Kotz's report suggested that Becker stood to gain financially from his participation, especially because he advocated for a calculation method that benefited longer-term investors by adjusting accounts for inflation.
But Becker will reject that assertion on Thursday, saying he had "no financial interest" in the recommendation voted on by the SEC. Becker also plans to dispute an allegation in Kotz's report that he was aware of the possibility of clawbacks, saying in fact he actually viewed it as being highly "unlikely."
"For those who I think I acted in my financial interest, I would point out that I took a pay cut of over 90 percent to return to the SEC," he said in the prepared remarks. "I, like many others, forfeited millions of dollars to serve my country."

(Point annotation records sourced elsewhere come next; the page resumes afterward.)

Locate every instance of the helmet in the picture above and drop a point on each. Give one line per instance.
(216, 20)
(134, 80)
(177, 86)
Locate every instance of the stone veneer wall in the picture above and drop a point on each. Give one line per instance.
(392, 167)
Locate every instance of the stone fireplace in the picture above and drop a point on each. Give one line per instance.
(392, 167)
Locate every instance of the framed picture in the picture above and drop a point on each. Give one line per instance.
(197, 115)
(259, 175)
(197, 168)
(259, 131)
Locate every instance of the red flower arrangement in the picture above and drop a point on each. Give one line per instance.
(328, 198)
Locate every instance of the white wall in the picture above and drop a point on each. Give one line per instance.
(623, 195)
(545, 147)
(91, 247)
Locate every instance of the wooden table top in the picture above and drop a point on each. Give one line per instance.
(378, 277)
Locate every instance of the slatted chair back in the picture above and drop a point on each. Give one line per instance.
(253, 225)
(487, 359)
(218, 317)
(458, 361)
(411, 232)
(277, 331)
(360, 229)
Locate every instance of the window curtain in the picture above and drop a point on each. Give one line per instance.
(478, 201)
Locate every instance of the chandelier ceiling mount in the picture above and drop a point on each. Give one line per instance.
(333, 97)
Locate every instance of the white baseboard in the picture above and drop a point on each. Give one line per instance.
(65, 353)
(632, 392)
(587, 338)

He will also say that the money from the Madoff account his mother had was liquidated well before the fraud was known, and used to pay off real-estate taxes. Although he was named as a coexecutor of her will, he said, he did "very little" in that role and "absolutely nothing with respect to financial matters."
Becker said the whole experience has been "dreadful for him" and took a swipe at the culture of fear he said had engulfed the SEC.
Kotz issued a blistering report in 2009 saying regulators missed numerous chances to catch Madoff earlier, failing to follow up on tips and suspicious activity.
"I've had more than a few people in my office weeping with fear about what might happen to them because one person or another was looking into their behavior," Becker said, quoting from a speech he gave when he departed the SEC.
"It is a symptom of the times and a political culture that is, quite frankly, seriously nuts."